November 14th, 2005 .
After a long time in limbo, and quite a few changes since I left it, the new Video Ezy website is up. Video Ezy is one of the largest video rental chains in Australia, akin to Blockbuster, and it was quite interesting following the process through the dealings with the franchisees.
I worked on it with Aaron and Pete while at @www, doing the page layout/template design, and also the 3D-but-not-3D ‘store browser’ thing on the front page, using Blender, Swift 3D (ugh) and Flash. Although the client has now put some questionable things in their free content areas and the e-shop backend was postponed, it’s not looking too bad.

October 11th, 2005 .
I’ve recently made a new website for ebivibe, a music video production collective in Sydney. Yesterday the final touches were applied and we launched it to www.ebivibe.com.
Big thanks to Kiku and the crew for putting up with all the tweaking and refines that took so long going back and forth around the globe while I’ve been here in Amsterdam. There’s some really cool work there, so go on and check it out.

September 3rd, 2004 .
I recently completed some work, freelancing with LKS Design in North Sydney.
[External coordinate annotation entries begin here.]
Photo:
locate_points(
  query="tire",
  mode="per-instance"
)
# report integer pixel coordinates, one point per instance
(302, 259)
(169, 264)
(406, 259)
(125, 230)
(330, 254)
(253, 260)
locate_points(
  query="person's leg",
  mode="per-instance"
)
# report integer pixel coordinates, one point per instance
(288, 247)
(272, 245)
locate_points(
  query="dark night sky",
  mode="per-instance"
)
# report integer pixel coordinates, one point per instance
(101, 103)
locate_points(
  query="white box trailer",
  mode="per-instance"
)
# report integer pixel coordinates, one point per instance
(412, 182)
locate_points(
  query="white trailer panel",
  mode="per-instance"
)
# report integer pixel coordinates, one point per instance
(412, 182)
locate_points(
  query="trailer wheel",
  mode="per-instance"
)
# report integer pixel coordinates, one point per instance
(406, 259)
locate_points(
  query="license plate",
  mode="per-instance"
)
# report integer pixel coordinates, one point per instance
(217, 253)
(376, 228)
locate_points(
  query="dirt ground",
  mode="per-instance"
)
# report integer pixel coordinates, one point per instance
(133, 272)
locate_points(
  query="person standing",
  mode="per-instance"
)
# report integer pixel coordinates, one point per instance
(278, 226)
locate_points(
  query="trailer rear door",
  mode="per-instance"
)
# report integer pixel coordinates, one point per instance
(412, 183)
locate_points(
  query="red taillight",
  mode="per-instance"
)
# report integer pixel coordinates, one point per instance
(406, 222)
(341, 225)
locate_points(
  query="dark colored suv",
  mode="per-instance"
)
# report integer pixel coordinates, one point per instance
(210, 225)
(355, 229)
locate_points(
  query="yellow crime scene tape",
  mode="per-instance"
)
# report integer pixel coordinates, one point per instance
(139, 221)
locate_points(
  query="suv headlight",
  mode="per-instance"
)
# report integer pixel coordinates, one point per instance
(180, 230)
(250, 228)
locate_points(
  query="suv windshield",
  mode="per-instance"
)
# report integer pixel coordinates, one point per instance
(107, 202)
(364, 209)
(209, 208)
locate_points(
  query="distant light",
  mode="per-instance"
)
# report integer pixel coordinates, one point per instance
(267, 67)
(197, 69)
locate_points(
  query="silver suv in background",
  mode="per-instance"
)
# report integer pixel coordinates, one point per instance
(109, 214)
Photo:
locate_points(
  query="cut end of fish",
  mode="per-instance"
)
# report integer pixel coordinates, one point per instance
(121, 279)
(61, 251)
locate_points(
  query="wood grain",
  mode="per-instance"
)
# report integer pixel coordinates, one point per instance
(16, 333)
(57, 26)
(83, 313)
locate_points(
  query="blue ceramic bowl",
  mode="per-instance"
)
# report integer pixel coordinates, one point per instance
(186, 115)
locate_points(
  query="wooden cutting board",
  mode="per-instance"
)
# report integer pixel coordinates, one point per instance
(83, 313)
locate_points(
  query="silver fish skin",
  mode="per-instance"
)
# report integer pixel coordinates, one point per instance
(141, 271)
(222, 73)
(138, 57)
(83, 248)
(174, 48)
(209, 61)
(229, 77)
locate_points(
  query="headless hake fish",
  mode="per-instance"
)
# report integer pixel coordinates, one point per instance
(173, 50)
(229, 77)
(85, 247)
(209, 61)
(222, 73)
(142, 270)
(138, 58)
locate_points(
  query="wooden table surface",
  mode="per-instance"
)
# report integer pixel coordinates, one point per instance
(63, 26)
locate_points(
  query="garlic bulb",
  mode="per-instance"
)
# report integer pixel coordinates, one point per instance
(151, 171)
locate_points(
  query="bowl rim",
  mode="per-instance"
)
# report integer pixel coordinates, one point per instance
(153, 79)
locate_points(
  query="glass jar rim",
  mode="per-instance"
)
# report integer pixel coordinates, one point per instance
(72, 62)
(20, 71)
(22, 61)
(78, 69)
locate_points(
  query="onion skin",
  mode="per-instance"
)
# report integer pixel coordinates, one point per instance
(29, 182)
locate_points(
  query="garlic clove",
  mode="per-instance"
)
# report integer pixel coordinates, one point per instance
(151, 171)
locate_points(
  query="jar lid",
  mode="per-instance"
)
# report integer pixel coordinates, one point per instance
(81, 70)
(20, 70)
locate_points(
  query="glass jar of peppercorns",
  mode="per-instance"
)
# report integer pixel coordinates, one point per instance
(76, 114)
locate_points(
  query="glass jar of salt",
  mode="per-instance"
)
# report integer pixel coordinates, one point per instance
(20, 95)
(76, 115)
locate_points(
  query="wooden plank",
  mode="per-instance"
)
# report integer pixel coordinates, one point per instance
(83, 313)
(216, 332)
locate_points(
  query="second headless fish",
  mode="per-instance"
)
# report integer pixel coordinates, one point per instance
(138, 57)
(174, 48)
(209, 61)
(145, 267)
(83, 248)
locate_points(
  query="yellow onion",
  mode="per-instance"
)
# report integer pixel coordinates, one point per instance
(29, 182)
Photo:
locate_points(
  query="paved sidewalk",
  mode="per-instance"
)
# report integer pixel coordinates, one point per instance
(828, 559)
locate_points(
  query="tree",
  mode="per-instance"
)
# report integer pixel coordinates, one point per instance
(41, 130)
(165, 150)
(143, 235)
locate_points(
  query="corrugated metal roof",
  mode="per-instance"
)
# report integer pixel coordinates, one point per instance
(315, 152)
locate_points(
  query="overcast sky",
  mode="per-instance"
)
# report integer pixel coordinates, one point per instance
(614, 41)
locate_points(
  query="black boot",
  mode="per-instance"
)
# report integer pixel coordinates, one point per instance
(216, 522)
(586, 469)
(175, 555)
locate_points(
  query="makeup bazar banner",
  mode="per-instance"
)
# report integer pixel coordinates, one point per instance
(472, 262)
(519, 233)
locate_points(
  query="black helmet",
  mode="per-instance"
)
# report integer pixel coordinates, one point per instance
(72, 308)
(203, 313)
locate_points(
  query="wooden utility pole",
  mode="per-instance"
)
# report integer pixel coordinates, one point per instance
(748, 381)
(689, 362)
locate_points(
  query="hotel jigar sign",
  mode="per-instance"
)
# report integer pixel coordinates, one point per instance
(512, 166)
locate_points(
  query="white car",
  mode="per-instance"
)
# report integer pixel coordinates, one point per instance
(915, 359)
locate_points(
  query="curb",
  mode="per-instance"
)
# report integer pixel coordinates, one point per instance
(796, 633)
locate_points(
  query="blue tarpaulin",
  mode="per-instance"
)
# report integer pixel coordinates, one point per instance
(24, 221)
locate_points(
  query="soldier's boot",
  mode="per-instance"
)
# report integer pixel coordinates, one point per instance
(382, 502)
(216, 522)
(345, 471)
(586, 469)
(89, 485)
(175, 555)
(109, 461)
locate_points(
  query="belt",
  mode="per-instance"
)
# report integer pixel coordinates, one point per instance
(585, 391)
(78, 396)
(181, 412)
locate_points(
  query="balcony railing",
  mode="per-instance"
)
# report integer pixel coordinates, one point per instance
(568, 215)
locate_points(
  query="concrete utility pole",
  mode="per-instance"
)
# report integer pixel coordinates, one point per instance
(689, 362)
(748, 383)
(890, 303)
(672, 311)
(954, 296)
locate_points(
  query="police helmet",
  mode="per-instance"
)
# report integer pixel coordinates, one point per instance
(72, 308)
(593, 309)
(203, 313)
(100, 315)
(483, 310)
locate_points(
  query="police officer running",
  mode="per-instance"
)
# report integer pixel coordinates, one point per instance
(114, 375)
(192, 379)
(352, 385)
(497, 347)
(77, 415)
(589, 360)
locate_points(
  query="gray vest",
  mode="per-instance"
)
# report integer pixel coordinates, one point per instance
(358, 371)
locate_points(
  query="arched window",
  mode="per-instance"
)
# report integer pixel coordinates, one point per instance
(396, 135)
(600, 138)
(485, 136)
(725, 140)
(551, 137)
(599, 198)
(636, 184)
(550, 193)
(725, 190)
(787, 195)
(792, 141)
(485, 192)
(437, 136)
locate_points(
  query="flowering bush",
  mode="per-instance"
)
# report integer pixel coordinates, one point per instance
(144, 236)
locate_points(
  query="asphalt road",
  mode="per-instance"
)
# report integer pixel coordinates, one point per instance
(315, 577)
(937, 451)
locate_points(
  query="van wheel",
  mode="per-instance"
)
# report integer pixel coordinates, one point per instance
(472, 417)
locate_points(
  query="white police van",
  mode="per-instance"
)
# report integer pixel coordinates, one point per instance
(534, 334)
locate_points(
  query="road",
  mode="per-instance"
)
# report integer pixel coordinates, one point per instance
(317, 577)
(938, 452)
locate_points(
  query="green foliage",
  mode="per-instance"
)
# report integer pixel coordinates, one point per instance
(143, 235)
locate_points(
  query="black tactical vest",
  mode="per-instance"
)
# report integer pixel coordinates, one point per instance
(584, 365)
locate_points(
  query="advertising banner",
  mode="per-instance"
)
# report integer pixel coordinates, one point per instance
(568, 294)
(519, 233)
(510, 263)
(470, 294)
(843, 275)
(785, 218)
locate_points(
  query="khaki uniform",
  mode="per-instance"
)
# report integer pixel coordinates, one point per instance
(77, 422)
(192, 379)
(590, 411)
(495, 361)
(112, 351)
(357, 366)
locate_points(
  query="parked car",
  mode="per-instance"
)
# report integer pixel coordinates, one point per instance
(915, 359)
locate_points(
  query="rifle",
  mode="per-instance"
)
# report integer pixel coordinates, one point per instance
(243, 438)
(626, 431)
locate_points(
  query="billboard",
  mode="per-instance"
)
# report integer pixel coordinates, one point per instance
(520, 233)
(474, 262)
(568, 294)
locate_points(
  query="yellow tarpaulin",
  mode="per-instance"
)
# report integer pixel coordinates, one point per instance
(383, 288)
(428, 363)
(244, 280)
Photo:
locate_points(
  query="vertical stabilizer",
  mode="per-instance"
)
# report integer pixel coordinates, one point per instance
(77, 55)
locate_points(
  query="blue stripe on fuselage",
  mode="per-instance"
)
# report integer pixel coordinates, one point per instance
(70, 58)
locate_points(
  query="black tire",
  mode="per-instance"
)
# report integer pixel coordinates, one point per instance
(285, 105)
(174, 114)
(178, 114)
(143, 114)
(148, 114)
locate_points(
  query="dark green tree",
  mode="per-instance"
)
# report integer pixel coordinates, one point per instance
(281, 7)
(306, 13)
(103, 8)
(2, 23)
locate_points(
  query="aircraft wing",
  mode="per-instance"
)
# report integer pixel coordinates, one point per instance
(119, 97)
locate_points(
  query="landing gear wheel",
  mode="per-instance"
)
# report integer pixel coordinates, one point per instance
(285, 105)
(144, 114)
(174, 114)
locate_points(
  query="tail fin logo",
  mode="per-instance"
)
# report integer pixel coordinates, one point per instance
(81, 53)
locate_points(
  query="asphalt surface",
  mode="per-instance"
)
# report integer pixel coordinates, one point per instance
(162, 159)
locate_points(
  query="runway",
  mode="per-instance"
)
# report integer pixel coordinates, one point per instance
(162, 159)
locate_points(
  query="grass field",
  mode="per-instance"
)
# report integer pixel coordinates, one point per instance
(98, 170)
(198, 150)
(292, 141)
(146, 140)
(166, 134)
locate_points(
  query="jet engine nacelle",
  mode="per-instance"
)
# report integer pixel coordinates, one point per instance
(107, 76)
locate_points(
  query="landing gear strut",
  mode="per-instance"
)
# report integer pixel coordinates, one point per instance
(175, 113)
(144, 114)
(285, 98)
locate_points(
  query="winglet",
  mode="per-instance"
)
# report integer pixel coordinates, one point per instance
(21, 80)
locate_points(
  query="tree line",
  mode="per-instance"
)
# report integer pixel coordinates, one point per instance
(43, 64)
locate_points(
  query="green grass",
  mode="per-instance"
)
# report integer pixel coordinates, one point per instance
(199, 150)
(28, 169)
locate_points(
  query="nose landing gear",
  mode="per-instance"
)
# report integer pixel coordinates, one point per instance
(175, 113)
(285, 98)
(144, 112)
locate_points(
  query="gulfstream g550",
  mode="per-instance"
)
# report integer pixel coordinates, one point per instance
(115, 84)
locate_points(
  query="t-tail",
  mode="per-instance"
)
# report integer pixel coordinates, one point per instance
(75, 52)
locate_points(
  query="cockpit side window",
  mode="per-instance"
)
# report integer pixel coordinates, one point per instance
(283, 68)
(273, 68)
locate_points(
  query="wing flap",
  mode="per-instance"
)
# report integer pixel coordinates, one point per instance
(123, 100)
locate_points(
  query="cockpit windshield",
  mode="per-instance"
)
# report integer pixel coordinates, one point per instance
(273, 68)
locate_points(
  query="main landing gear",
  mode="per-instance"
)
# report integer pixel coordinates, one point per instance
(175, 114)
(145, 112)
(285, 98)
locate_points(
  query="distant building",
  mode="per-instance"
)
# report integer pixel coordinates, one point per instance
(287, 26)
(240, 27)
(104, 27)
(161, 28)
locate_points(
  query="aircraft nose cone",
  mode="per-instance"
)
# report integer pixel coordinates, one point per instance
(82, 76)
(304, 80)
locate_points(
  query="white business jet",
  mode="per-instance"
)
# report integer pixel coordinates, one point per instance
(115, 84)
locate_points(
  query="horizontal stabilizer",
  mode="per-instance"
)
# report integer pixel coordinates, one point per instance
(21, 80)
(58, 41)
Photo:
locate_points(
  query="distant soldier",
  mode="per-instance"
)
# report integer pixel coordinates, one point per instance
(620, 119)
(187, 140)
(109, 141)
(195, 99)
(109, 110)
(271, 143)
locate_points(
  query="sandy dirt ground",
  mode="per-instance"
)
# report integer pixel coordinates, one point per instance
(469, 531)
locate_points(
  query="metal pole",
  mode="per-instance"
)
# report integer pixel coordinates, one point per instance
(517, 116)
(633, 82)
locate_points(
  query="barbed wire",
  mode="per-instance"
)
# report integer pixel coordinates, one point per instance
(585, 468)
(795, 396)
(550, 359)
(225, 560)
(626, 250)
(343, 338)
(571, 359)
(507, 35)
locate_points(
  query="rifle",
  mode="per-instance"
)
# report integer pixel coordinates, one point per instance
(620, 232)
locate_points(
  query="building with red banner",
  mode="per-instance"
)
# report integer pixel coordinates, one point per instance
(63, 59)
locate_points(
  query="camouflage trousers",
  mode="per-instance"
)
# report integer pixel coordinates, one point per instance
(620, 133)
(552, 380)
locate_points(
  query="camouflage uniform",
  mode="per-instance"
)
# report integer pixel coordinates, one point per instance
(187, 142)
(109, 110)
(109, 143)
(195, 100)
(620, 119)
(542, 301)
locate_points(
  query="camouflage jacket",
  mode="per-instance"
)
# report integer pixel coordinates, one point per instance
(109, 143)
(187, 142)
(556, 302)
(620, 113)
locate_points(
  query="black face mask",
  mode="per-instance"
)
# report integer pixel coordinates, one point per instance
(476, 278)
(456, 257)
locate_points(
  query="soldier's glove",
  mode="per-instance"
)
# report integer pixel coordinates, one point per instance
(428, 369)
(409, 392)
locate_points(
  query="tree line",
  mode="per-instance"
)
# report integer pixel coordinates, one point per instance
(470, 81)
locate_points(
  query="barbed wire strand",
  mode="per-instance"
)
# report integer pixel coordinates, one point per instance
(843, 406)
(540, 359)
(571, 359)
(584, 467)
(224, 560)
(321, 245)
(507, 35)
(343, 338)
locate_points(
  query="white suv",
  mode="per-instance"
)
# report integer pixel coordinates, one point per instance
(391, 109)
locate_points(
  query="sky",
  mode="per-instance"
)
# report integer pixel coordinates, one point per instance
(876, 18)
The finished product is open and live now, so hopefully I won’t get in trouble for posting this here 🙂 The project was done for Fuji Xerox, who are opening four showrooms/exhibition spaces (called ‘epicenter‘) in Tokyo, Shanghai, Singapore and Sydney to promote and demonstrate their high-end printing equipment. The Tokyo site opened yesterday.
My main job consisted of creating an interactive kiosk display in Flash (microsite) for display on a huge 80″ plasma screen inside. Additionally, the epicenter contains around a hundred posters exhibited throughout the space, illustrating various ideals that they want to promote (eg. innovation, sustainable development, consistency of colour) that serve a dual purpose of showing off the print quality of their top hardware. I worked on two groups of these, business results and creativity, which was quite interesting.
The first group was illustrating ‘business results’ with a series of experiments in information graphics, with sharp fine lines to emphasise precision:



The other group was ‘creativity’. We worked with the very cool people at Engine who produced a video, some of it involving a scene where someone was ‘painting with light’ similar to what you can do with a sparkler candle in a photograph, but done in 3d. We wanted to use a still frame from it in the posters, but apparently they couldn’t render a file out of Maya that was high-res enough, and it was going to take them a long time to somehow break it up and render it with the detail that we wanted, too. So, I quickly recreated and rendered the whole thing in Blender, with our own special touches of nicer detail, colour and control over the layout across the posters 🙂 Unfortunately, one can’t get the real effect here, but these are suspended in the air in layers, and laid out so that from the angle you look at it in real life, the parts seem to match up.
All of these were rendered out at A3, 300dpi and printed on an iGen3. Unfortunately some of the fine lines in the pics here look a little jaggy since they’ve been resized down a lot.